Un mot sur la médecine, les patients et le Dr Quimper

Lorsqu’Harold meurt d’une intoxication à l’aconit, due à la prise de comprimés de somnifère trafiqués, Miss Marple nous confie son aversion pour les comprimés. Les potions, il n’y a que cela de vrai ! Les potions de son enfance de couleur noire, marron (« ça c’était celle contre la toux »), blanche, « rose du Dr Machin-Chouette », sont toujours appréciées des habitants de St Mary Mead. La santé est dans le « flacon », pas dans le « comprimé » !

Il ne faut pas non plus oublier de dire un mot du médecin de famille, le Dr Quimper.

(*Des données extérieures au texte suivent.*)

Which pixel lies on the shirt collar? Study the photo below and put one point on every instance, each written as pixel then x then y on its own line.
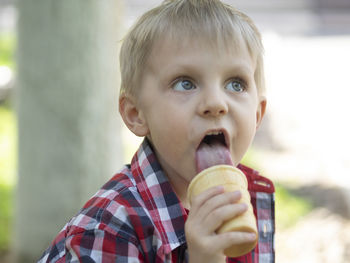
pixel 164 207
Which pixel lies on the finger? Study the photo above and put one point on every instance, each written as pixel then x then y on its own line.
pixel 225 240
pixel 221 214
pixel 217 201
pixel 199 200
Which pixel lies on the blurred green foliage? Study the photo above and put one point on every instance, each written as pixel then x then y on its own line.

Celui-ci possède une large clientèle, allant de la femme qui attend trop longtemps avant de consulter et se retrouve condamnée par peur d’un diagnostic défavorable, aux patients qui s’écoutent et consultent pour une « callosité » ou « un durillon », s’imaginant qu’il s’agit d’un cancer incurable.

Le train de 16h50, en bref

Le train de 16h50 nous mène tout droit chez les Crackenthorpe, une curieuse famille, qui ne semble pas si étonnée que cela de trouver un cadavre dans... un sarcophage conservé dans la propriété. Si l’on vous invite, mangez léger, évitez les cocktails et les toasts à base de rillettes de poisson. Attention aux arêtes !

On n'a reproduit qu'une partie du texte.